Enam Belas

61.4K 5.4K 357
                                    

Gadis berambut hitam bergelombang yang dikuncir tak rapi itu merentangkan tangannya lebar-lebar. Matanya terpejam menikmati semilir angin yang membelai lembut wajah ovalnya. Beberapa anak rambut mencuat keluar dari tali kunciran, lalu menari-nari bersama desau angin yang tertiup dari areal persawahan.

Dia menghirup udara kuat-kuat, lalu membuangnya panjang. Seutas senyum merekah lebar dari bibir tipisnya.

Sinar mentari yang lumayan terik seolah menembus kulit putihnya. Memang terasa sedikit panas. Namun, dia tetap berdiri di sana. Menikmati kicauan burung pipit yang sesekali hinggap, lalu menyisil bulir-bulir padi yang masih muda. Lambaian orang-orangan sawah yang diembuskan oleh desiran angin membuat burung mungil itu terbang kembali ke udara.
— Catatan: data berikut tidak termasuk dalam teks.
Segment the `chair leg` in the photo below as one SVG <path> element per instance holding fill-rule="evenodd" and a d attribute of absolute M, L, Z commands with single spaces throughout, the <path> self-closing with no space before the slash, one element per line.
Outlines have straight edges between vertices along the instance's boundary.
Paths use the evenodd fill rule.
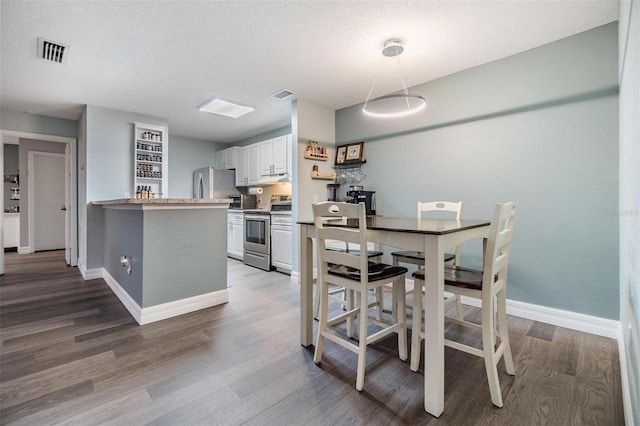
<path fill-rule="evenodd" d="M 460 301 L 461 296 L 455 295 L 456 298 L 456 308 L 458 309 L 458 319 L 460 321 L 464 321 L 464 311 L 462 310 L 462 302 Z"/>
<path fill-rule="evenodd" d="M 482 304 L 482 349 L 484 352 L 484 366 L 487 371 L 487 381 L 491 393 L 491 402 L 496 407 L 502 407 L 502 391 L 498 378 L 498 359 L 495 352 L 495 324 L 493 303 Z M 486 305 L 486 306 L 485 306 Z"/>
<path fill-rule="evenodd" d="M 353 309 L 354 303 L 353 290 L 345 289 L 345 293 L 347 311 L 350 311 Z M 347 317 L 347 337 L 350 339 L 353 338 L 353 318 L 354 315 L 349 315 Z"/>
<path fill-rule="evenodd" d="M 327 283 L 319 280 L 320 286 L 317 289 L 320 293 L 320 322 L 318 324 L 318 336 L 316 338 L 316 350 L 313 354 L 313 362 L 319 364 L 322 361 L 322 350 L 324 348 L 324 332 L 327 329 L 327 317 L 329 315 L 329 289 Z"/>
<path fill-rule="evenodd" d="M 320 282 L 318 280 L 315 281 L 316 285 L 314 288 L 316 291 L 313 294 L 313 317 L 318 319 L 318 310 L 320 309 Z"/>
<path fill-rule="evenodd" d="M 500 331 L 500 342 L 505 345 L 504 348 L 504 365 L 507 374 L 513 376 L 516 369 L 513 364 L 513 356 L 511 355 L 511 343 L 509 342 L 509 330 L 507 328 L 507 298 L 504 290 L 498 293 L 498 330 Z"/>
<path fill-rule="evenodd" d="M 366 293 L 366 291 L 365 291 Z M 356 389 L 364 387 L 364 368 L 367 363 L 367 310 L 369 299 L 366 294 L 360 295 L 360 312 L 358 315 L 358 372 L 356 374 Z"/>
<path fill-rule="evenodd" d="M 422 280 L 413 281 L 413 314 L 411 320 L 411 371 L 420 367 L 420 342 L 422 338 Z"/>
<path fill-rule="evenodd" d="M 377 315 L 376 315 L 376 319 L 378 321 L 382 321 L 382 308 L 384 307 L 384 299 L 382 298 L 382 287 L 377 287 L 375 289 L 375 297 L 376 297 L 376 308 L 377 308 Z"/>
<path fill-rule="evenodd" d="M 381 287 L 380 287 L 381 288 Z M 398 356 L 401 360 L 407 360 L 407 305 L 405 299 L 404 276 L 393 283 L 393 293 L 397 294 L 398 305 L 393 307 L 399 318 L 400 330 L 398 331 Z"/>

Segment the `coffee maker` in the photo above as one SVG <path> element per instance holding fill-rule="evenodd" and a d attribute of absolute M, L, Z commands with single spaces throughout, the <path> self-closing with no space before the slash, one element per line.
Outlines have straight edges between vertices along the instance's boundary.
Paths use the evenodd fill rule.
<path fill-rule="evenodd" d="M 339 183 L 327 184 L 327 201 L 339 201 L 338 200 L 339 191 L 340 191 Z"/>
<path fill-rule="evenodd" d="M 374 216 L 376 214 L 375 191 L 365 191 L 363 186 L 350 186 L 347 191 L 347 197 L 347 203 L 364 203 L 364 209 L 367 216 Z"/>

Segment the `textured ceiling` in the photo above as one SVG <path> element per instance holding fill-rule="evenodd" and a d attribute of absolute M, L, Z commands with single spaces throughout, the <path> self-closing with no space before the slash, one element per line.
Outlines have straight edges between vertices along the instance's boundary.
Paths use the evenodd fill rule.
<path fill-rule="evenodd" d="M 1 2 L 0 106 L 78 119 L 90 104 L 168 119 L 172 134 L 233 142 L 289 124 L 280 89 L 330 109 L 400 88 L 384 41 L 405 43 L 409 86 L 615 21 L 617 1 Z M 37 37 L 71 47 L 36 57 Z M 381 65 L 382 64 L 382 65 Z M 202 113 L 212 97 L 256 110 Z"/>

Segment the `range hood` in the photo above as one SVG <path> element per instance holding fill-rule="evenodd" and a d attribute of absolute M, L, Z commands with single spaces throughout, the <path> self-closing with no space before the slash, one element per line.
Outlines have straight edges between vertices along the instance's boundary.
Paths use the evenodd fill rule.
<path fill-rule="evenodd" d="M 282 175 L 262 176 L 258 181 L 258 185 L 272 185 L 280 182 L 290 182 L 288 177 L 289 176 L 286 173 Z"/>

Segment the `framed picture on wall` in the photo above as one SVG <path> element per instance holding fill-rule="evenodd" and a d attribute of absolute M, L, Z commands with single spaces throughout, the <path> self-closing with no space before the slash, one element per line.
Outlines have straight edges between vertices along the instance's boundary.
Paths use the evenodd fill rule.
<path fill-rule="evenodd" d="M 347 155 L 345 162 L 359 162 L 362 161 L 362 150 L 364 149 L 364 142 L 352 143 L 347 145 Z"/>
<path fill-rule="evenodd" d="M 344 164 L 347 157 L 347 145 L 339 146 L 336 150 L 336 164 Z"/>

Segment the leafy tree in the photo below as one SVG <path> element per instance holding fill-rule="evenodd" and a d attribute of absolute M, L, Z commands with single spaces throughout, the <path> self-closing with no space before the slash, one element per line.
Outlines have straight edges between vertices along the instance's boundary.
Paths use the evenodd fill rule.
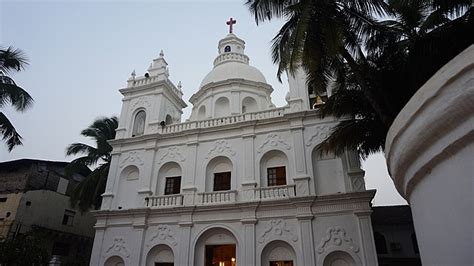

"Sudah puas menikmatinya?" Suara bass seseorang menyadarkan Vania. Dia sontak membuka mata, lalu menarik kedua tangannya yang tadi merentang menjadi merapat.

Vania menyunggingkan senyum—menyembunyikan rasa malu—ketika laki-laki berkaus raglan lengan panjang dengan celana kargo hitam itu sudah berdiri di sampingnya. Tadi, dia memang memilih turun terlebih dahulu. Saat Raka memarkir mobil di tempat yang teduh, dia bergegas melenggang menuju jalanan tanah yang ditumbuhi rumput-rumput liar.

Di sebelah kiri jalan ini, terbentang hamparan sawah yang hijau. Sementara di sebelah kanan, saluran irigasi berukuran lebar mengalir lancar menuju arah timur.

"Ayo lekas dimulai! Ada empat jenis saluran irigasi yang harus kamu ukur debit airnya. Nggak ada waktu lagi buat bersantai-santai," ingat Raka kemudian.

Vania mengangguk paham. Buru-buru dia mengambil tas gendong, lalu mengeluarkan alat tulis dan pelampung dari stereofoam berukuran kecil.

"Mas Raka yang bantu lempar pelampung, ya. Nanti aku yang ngukur waktunya," pinta Vania sambil mengulurkan pelampung mini kepada Raka.

"Baru kali ini, ada Co-ass yang bantuin mahasiswanya mengerjakan praktikum. Masih ditambah harus mencarikan tempat praktikum, sampai nganter ke lokasi," sindir Raka sembari menerima uluran Vania.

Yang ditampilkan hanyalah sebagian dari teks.